OCR has applications across industries and finds several use cases in everything such as scanning bank statements, invoices, receipts, handwritten documents, coupons, recognition of car number plates and much more.

Explore how we digitized vendor invoice management for an automotive firm using OCR technology.

Download Case Study

In this blog, we will delve into OCR and its application areas and discuss how we can improve our input quality to get the best possible output.

To start off, lets first understand what OCR is. Optical Character Recognition (OCR) is a technology that enables extraction of data from documents and converts it to text which we can then manipulate using a data analysis tool. These documents could be handwritten text, printed text, invoices, receipts, name cards, etc., or even a natural scene photograph.

OCR detects text on documents and this locates it to text show where the text is extracted from the image.
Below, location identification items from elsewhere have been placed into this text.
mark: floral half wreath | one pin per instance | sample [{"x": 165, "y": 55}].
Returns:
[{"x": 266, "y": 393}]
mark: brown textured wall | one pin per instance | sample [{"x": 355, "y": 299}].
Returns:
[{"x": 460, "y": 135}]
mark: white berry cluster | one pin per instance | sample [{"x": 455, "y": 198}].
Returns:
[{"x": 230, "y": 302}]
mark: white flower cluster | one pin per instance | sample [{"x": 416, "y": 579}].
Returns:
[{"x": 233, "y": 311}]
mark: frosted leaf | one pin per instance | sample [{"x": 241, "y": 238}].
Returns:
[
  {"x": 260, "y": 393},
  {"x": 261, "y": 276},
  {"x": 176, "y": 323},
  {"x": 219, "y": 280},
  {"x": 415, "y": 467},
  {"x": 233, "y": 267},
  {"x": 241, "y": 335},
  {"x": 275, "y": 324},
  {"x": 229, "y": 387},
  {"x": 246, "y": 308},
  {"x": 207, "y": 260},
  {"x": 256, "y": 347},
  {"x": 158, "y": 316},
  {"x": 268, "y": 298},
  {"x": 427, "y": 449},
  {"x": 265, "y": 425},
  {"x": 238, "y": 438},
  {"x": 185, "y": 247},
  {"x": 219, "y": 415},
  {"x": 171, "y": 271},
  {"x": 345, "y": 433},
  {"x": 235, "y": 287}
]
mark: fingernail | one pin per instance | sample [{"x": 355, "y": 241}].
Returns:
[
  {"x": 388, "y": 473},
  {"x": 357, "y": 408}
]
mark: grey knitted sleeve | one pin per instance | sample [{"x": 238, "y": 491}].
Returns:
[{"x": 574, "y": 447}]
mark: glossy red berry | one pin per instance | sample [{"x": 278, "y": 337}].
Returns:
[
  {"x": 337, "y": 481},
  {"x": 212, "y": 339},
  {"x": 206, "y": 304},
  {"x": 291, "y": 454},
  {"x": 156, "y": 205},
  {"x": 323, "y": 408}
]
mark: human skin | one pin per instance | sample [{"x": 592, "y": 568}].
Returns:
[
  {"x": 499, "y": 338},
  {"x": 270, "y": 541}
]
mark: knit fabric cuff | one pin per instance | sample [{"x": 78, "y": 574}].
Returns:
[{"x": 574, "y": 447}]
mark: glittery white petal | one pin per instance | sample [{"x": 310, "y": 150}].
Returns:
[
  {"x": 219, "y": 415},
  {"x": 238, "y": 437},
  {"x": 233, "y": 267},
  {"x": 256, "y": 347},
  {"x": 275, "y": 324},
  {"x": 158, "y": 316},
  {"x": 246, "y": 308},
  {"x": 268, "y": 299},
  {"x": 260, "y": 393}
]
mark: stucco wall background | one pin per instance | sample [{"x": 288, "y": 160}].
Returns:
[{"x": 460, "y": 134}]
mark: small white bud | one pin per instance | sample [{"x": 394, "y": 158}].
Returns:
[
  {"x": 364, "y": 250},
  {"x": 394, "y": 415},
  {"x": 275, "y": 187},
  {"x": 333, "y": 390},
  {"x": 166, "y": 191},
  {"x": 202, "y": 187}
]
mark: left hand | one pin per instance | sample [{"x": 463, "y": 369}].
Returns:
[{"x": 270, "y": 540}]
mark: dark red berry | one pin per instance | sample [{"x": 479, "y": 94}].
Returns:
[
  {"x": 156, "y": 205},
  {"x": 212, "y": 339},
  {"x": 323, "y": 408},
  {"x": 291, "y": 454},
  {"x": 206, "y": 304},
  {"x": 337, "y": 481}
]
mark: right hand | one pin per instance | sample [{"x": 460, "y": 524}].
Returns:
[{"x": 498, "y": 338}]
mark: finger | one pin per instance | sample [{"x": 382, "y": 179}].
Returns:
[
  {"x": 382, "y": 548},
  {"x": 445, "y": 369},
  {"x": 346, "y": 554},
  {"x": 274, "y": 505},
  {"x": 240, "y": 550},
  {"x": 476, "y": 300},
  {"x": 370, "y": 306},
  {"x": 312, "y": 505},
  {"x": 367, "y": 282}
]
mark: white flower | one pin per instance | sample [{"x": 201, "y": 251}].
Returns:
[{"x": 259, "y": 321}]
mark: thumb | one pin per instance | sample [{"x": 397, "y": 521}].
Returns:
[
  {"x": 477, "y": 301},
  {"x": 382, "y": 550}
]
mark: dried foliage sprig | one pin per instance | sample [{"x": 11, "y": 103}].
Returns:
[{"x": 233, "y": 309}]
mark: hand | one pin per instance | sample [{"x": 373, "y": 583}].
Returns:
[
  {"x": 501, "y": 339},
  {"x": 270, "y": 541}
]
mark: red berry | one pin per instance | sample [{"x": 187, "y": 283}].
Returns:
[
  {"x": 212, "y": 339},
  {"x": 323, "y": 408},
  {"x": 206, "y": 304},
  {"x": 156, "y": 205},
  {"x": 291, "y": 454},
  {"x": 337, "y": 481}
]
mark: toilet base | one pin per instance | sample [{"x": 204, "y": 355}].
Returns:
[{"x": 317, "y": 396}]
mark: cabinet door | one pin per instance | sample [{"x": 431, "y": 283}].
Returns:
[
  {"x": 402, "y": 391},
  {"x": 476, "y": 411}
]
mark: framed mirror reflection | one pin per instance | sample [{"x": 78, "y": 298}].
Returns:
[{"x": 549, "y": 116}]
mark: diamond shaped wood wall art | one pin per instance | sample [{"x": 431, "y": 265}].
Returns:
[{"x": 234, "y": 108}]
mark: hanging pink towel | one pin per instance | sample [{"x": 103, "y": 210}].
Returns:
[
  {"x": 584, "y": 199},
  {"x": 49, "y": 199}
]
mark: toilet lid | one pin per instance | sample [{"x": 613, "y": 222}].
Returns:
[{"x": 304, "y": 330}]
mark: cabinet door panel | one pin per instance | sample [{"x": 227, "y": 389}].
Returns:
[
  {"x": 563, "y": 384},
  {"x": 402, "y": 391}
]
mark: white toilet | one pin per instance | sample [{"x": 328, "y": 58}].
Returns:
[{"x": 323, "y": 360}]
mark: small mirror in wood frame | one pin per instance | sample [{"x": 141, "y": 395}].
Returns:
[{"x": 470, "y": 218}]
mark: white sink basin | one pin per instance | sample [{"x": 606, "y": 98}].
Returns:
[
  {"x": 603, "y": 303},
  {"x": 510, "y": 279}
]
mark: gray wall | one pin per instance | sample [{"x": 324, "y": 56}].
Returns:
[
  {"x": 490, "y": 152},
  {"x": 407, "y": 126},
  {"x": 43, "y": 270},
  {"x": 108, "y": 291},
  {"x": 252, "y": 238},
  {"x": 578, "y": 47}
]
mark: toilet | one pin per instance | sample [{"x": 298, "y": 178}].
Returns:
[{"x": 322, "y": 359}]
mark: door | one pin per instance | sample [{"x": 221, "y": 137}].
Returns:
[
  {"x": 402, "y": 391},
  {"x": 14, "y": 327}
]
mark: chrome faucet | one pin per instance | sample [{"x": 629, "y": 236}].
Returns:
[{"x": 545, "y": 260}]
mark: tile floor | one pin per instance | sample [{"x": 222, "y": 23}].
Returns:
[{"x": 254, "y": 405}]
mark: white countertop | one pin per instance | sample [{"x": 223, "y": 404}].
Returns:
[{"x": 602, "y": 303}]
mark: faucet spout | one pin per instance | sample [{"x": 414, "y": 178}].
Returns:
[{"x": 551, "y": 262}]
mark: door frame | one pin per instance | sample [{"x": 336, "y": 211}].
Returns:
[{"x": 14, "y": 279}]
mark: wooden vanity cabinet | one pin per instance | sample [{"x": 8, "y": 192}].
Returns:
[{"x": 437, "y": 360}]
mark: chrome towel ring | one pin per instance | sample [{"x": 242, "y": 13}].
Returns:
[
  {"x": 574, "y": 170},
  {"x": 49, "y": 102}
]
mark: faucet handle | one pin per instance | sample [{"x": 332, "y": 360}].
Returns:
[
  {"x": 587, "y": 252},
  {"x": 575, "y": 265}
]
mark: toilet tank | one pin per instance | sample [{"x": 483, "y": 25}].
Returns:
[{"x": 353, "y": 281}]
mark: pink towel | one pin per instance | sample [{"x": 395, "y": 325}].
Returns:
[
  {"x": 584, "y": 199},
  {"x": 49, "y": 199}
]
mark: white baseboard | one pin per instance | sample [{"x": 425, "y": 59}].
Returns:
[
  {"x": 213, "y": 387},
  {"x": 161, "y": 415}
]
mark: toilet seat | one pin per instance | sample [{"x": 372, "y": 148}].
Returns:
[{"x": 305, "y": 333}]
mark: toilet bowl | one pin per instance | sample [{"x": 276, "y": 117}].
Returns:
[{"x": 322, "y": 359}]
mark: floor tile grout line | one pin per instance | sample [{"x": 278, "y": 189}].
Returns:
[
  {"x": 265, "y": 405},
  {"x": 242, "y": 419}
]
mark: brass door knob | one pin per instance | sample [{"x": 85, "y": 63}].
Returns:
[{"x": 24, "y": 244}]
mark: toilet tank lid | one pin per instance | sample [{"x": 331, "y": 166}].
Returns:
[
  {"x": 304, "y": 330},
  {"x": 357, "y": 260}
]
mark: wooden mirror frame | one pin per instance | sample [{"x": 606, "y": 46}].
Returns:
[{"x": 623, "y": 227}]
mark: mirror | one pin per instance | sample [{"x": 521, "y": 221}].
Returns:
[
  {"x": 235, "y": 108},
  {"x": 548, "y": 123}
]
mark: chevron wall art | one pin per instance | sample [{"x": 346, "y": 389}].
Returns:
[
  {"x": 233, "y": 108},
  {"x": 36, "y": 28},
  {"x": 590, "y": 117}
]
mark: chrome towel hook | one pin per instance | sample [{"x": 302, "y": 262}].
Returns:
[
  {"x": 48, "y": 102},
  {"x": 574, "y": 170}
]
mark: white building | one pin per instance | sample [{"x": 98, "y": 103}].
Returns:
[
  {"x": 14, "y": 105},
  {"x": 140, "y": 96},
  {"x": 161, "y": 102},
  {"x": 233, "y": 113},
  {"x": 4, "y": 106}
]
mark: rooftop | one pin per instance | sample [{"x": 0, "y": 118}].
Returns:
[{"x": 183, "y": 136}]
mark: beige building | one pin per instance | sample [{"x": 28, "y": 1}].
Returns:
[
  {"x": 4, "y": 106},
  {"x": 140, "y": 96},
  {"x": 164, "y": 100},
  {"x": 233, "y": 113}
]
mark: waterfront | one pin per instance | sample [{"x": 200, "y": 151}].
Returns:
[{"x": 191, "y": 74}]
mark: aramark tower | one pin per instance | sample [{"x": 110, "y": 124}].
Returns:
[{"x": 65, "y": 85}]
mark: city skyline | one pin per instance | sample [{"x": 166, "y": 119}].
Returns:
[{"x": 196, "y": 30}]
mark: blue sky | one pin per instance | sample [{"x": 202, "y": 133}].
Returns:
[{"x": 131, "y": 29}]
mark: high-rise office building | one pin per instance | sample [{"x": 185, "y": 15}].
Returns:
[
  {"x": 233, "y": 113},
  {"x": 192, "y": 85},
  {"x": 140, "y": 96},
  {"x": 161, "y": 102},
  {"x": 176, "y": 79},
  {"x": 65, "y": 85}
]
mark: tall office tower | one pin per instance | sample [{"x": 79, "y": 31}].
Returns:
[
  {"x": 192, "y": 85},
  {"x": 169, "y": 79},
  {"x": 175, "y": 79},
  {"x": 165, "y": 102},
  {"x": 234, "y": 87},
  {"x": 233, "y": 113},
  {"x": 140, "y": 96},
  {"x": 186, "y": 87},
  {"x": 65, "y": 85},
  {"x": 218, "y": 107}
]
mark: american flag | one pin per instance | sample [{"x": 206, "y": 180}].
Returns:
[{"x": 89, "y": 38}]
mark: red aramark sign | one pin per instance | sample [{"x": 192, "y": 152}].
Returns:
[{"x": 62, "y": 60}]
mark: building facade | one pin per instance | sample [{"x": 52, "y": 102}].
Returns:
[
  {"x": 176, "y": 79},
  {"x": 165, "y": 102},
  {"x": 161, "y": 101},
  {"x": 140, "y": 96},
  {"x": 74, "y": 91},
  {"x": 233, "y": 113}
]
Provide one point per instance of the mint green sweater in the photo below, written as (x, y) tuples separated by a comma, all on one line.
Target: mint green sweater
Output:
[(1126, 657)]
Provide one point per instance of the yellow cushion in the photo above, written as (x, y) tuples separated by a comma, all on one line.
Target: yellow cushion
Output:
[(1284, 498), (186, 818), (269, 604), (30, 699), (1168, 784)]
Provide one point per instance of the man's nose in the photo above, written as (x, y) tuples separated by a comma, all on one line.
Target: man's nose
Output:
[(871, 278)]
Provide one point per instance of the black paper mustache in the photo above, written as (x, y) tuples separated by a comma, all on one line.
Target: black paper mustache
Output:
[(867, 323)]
But, nothing is perfect and OCR is no exception. When it comes to increasing accuracy, it always boils down to two things, getting our data from the best source and choosing the right OCR engine for our use case. To understand this better, let’s first see some of popular applications of OCR.

OCR has made it possible to digitize printed documents without much manual effort. Through OCR we can easily produce a word document from an image.

If you have a document scanner on your phone, you have probably encountered OCR technology in use.

OCR is used in manufacturing and retail companies to digitize invoices ,receipts and purchase orders. This helps companies track overpayments ,duplicate payments, price mismatch or quantity mismatch, etc.

The banking industry has been extensively using OCR to archive customers’ paperwork, account number, amount, cheque number, etc. leading to enhanced user experience.

Other uses of OCR include automation of data entry processes, detection, book scanning, handwriting recognition, etc.

Now that we understand what OCR is and what it can do, let’s see top tools in the market which can be used to build an OCR product.

Google vision OCR

Google vision is the OCR API developed by Google Cloud. Google has released an API that can be used to extract information from images very accurately. There are many features within this API, such as detection and extraction of objects, faces, positions, etc. It can read image text in different fonts, languages, and even orientations. Because of this, it has to be one of the best products in the market for OCR.

AWS Textract

Amazon Textract uses machine learning to automatically extract text and data. Using Amazon Textract, we can easily extract text and data from images or scanned documents beyond OCR. Amazon Textract is based on the same proven, highly scalable, deep-learning technology that was developed by Amazon’s computer vision scientists to analyze billions of images and videos daily. Good thing is that we don’t need machine learning expertise to use it.

Azure API Vision

Azure API vision is an OCR product developed by Microsoft. It can extract printed text, handwritten text, digits, and currency symbols from images and multi-page PDF documents. It’s optimized to extract text from text-heavy images and multi-page PDF documents with mixed languages but focuses mainly on images. Thus, you can find a classification card of your image with categories such as object, keywords, description, format, colors, etc. Additionally, this OCR will allow us to identify and tag content. For example, we can use the object-detection tool to locate an object in an image.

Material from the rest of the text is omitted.